Aunque Ignacio estuvo bajo sospecha de herejía, no dudó en fundar un instituto religioso y en escribir constituciones. En 1541 los compañeros redactaron un primer borrador. En 1547, Ignacio llamó a Roma a un jesuita español, Juan de Polanco, nativo de Burgos, cristiano nuevo – descendiente de judíos convertidos al cristianismo -, familia comerciante, preparación académica parisina, carrera eclesiástica vaticana, inteligente y trabajador.
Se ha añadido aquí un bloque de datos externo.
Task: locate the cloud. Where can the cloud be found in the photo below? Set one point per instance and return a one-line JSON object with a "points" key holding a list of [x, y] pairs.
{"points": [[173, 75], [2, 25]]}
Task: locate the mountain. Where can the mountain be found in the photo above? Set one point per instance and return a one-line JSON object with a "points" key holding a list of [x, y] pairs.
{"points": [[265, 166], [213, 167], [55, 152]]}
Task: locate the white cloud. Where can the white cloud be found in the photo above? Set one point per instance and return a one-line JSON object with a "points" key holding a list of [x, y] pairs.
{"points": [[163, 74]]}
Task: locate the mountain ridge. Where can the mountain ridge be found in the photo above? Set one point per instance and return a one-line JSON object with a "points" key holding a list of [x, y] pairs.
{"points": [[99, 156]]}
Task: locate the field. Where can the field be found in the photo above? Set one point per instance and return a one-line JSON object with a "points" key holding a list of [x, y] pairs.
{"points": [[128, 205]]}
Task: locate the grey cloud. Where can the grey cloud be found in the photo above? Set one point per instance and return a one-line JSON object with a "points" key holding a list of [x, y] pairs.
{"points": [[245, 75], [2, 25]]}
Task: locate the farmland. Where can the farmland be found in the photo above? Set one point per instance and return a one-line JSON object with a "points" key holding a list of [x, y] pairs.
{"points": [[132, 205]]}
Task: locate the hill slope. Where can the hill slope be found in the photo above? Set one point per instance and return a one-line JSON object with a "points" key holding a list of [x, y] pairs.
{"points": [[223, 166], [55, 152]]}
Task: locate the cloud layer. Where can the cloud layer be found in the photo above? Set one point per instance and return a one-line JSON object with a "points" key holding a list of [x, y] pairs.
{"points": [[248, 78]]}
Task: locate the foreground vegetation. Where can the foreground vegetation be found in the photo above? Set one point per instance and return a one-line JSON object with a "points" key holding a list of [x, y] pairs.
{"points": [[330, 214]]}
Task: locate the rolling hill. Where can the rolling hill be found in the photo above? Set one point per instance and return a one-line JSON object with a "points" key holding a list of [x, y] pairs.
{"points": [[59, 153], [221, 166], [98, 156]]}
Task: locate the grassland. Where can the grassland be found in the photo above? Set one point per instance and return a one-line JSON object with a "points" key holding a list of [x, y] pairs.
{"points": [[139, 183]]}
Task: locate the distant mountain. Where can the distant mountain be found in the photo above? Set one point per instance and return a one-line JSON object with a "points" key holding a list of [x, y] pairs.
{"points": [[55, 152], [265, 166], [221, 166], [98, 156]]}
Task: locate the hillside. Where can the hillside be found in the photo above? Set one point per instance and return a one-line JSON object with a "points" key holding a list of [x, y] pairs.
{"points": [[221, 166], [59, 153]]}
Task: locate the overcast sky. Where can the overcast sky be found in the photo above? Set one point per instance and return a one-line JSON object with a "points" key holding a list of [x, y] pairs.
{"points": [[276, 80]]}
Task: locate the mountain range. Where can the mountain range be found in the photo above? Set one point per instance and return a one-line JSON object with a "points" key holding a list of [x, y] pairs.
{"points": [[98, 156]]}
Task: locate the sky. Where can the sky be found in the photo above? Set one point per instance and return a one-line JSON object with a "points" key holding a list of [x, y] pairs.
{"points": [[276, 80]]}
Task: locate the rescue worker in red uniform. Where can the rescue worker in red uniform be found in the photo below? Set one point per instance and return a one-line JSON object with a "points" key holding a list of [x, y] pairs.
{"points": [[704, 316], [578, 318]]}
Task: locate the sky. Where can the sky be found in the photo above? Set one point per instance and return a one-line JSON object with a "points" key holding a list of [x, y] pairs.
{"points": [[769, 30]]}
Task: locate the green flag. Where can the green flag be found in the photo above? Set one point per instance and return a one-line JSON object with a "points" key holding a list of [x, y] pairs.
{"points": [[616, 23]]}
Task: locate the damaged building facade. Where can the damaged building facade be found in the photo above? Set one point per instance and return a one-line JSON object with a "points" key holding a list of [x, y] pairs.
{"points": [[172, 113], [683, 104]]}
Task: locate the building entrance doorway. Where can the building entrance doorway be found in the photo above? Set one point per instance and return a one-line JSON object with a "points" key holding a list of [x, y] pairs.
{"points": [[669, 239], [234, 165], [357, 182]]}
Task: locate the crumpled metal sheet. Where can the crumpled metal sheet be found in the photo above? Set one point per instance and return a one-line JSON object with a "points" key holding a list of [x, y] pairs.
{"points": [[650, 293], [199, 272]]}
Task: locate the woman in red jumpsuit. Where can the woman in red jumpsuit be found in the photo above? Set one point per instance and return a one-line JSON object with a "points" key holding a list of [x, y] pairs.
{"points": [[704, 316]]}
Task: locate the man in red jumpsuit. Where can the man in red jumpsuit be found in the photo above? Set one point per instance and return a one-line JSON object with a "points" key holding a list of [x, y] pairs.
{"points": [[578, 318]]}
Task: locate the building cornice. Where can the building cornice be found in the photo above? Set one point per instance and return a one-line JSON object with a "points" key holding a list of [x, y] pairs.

Comprendió la mente y el estilo de Ignacio. Organizó la secretaría, ayudo a la redacción de las constituciones. Preparó índices de temas a partir de la historia de la vida religiosa, de las bulas papales y de los documentos de los compañeros. Con esta ayuda Ignacio se aplicó al trabajo y para 1550 pudo pedir a los compañeros que vinieran a Roma para conocer y aprobar el texto. El texto fue aprobado, con ligeras modificaciones, en 1551. Ellas fueron formalmente aprobadas en la primera congregación general en 1558.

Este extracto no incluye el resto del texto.